WASHINGTON, D.C. — With the latest Avis victory at the New York-New Jersey Port Authority and more than 40 senators arrayed against the Employee Free Choice Act, two of the three key issues threatening the chauffeured transportation industry appear to be pulling back from the brink.
A third issue — federal proposals to regulate the business travel of corporate recipients of the Troubled Asset Relief Program — inflicts the most damage on operators as the business travel sector radically contracts from recession and politically-driven populist rage.
The Port Authority decision to prohibit the unregulated WeDriveU program at key New York and New Jersey area airports, seaports, and bus terminals stymies Avis in the nexus of the chauffeured transportation industry, namely the New York and northern New Jersey market areas.
Meanwhile, despite the recent defection of Sen.

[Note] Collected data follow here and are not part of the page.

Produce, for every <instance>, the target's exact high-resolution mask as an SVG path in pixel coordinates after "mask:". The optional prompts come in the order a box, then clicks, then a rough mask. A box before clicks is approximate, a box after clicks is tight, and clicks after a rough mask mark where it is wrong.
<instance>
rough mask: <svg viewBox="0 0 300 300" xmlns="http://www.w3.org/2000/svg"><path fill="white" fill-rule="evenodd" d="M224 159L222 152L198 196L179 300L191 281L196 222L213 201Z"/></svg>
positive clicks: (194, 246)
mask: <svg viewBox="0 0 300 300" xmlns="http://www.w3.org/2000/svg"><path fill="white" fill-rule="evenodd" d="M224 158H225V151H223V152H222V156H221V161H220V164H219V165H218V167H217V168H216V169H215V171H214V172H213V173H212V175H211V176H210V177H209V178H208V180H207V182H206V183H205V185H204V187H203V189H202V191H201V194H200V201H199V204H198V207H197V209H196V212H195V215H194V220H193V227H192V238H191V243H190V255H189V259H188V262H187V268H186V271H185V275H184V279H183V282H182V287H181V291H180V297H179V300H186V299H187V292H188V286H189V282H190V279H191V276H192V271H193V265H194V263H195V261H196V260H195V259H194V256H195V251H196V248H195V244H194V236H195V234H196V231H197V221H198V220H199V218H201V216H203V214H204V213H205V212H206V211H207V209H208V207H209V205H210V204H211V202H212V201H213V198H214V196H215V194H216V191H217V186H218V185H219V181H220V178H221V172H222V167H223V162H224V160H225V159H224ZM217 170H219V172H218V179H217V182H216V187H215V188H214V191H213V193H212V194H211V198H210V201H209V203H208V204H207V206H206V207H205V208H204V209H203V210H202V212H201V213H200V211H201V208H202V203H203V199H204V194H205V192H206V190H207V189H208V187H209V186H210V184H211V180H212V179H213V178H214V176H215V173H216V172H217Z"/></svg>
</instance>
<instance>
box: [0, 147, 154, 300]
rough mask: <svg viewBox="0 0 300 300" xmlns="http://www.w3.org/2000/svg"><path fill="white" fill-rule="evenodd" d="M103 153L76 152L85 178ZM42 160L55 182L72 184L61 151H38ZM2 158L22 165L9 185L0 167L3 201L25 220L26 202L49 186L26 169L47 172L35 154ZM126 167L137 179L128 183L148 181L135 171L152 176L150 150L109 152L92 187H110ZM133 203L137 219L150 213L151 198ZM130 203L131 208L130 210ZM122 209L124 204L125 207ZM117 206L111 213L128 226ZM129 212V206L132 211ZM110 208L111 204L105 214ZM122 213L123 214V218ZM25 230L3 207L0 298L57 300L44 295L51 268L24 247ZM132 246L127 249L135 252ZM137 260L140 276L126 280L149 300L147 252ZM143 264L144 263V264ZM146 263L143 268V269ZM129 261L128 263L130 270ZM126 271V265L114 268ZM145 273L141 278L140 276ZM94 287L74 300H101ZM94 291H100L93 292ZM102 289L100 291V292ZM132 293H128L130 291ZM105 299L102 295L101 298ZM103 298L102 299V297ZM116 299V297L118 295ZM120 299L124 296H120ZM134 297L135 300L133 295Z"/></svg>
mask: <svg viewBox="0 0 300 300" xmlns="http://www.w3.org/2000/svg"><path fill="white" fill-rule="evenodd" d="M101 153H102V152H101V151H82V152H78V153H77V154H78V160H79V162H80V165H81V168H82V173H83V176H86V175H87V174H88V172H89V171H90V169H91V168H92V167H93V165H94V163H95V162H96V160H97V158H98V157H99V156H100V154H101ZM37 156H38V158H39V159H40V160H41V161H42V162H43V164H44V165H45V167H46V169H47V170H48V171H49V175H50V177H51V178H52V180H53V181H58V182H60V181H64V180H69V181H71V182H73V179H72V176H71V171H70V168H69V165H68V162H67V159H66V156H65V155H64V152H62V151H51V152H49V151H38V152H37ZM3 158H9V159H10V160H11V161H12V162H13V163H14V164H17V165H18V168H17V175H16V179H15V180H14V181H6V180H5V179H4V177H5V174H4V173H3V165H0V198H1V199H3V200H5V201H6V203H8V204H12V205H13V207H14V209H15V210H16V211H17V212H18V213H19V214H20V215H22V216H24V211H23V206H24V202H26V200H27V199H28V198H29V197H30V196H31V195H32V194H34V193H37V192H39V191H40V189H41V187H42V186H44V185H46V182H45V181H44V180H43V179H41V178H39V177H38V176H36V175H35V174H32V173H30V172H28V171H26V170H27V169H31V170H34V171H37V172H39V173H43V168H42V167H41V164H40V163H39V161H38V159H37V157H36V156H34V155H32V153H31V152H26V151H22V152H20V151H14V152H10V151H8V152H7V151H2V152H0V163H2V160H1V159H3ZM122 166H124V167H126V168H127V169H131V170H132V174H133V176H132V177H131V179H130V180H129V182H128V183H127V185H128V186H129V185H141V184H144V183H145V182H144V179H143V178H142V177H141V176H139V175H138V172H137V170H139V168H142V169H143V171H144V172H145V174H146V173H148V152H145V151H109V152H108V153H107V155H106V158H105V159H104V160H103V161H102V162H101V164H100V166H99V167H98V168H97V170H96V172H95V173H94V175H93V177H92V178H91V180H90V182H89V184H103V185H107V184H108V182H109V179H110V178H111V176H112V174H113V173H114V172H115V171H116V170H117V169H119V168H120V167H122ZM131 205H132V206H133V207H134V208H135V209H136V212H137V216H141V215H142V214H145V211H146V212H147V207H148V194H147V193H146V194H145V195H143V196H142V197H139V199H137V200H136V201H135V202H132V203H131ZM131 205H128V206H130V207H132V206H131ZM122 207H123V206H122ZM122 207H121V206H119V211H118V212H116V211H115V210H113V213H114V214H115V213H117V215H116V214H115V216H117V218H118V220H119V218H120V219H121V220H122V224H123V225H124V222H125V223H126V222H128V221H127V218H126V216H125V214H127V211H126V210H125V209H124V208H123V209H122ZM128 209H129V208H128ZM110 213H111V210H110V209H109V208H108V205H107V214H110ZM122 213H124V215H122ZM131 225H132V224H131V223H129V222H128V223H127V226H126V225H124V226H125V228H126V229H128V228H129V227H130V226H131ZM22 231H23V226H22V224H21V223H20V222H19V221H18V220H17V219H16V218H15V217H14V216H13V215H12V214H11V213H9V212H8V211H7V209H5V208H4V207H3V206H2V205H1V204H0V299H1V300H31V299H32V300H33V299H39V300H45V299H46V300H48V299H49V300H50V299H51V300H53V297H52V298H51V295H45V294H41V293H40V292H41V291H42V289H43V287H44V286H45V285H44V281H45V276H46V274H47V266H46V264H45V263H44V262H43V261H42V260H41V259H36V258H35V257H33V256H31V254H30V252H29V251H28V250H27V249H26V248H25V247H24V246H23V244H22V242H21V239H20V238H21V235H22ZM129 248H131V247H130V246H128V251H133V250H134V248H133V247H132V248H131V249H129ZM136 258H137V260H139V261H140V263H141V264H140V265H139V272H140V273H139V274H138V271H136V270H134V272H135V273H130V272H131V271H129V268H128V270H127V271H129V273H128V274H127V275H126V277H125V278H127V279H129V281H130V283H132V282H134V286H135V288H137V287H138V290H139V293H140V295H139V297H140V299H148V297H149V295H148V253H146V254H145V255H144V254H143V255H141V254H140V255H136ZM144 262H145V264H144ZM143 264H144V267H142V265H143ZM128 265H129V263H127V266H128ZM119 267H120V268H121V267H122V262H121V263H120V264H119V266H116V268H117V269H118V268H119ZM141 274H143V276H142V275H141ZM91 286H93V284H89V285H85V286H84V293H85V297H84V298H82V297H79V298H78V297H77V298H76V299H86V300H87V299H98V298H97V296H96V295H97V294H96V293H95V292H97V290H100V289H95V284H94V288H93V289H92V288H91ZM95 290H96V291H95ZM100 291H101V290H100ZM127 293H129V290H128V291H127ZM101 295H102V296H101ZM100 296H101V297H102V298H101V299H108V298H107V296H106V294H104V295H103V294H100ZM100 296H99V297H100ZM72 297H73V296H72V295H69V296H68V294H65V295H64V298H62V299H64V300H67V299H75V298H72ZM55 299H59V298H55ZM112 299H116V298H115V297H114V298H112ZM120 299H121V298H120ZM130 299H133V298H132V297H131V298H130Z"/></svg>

Arlen Spector of Pennsylvania to the Democratic party, he says he will remain opposed to the union-driven Employee Free Choice Act. Along with reservations from more moderate Democratic Senators from Republican-leaning states, the EFCA is left drifting in the water for now.
Had Avis WeDriveU prevailed so far and the card-check legislation succeeded, chauffeured transportation would be suffering two of its most crippling economic blows in addition to the recession and the anti-business travel climate. Avis would be emboldened in its business plan to undercut operators with cheaper and lower quality service while employees would be deprived of a secret ballot procedure to vote on proposals to unionize.
On the positive side, such a nightmarish perfect storm has not materialized; on the negative side, nothing can be safely taken off the table just yet. Avis WeDriveU still operates in many cities and union card-check legislation could still be resuscitated with a compromise version, or in its original version with enough twisted arm support.
So the fact that two of the three issues identified by industry leaders as key threats to operators have receded somewhat for now is no excuse to ease up for NLA President Ron Sorci.
“By no stretch of imagination are we feeling ecstatic,” Sorci said of the card-check legislation. “We have to look at it from every angle.”
Sorci said the NLA hopes that Sen. Spector remains opposed to the EFCA, whether as a Democrat or Republican.
“We have concerns over this potential act being passed,” Sorci said.
“Even if it’s not in its present form, we have concerns of what a modified version would look like.”
Sorci discussed all three issues at a Limousine Association of Houston luncheon on April 28, and updated members on NLA legislative strategies and priorities.
The NLA has drafted a letter for its members that can be personalized and sent to Congressional representatives and Senators expressing business opposition to union card check legislation.
On the business travel issue, the NLA last month joined the U.S. Travel Association in its effort to campaign against the Taxpayer Protection and Corporate Responsibility Act, introduced by Sen. John Kerry, D-Mass., which would prevent any business that received money under the Troubled Asset Relief Program from paying for travel, meetings, gatherings, parties or conventions.
On a fourth key industry issue, an amendment to the RIDE Act, the NLA plans to make it the focus of its annual Day On the Hill lobbying effort scheduled for Tuesday, June 9. NLA lobbyist Louie Perry of Cornerstone Government Affairs recently met with staff members of Sen. David Vitter, R-La., and Sen. Frank Lautenberg, D-N.J., about ways to reintroduce the RIDE Act amendment into the U.S. Senate.
The amendment to the 2002 Real Interstate Driver’s Equity Act would do three key things for chauffeured transportation operators:
• Clarifies that states and political subdivisions (including publicly owned airports) cannot charge any fees “with respect to” a vehicle that is providing pre-arranged interstate ground transportation service. This clarification is required because some airports charge a fee for each for-hire vehicle, regardless of whether the vehicle is carrying passengers on an interstate trip. For this reason, the present “on account of” language needs to be revised.
• Adds a new provision, prohibiting any transportation terminal (principally airports) that receives federal funding from charging a special fee (other than a fee charged to the general public) for access to or use of the terminal or its facilities by any (interstate or intra-state) provider of pre-arranged ground transportation that is otherwise duly licensed by its “home” state.
• These provisions do not prohibit airports and other transportation terminals from contracting for preferential arrangements, including “close-in” or exclusive on-site concessions, or from providing special lots for limousines and sedans for which the company or driver may voluntarily pay a fee.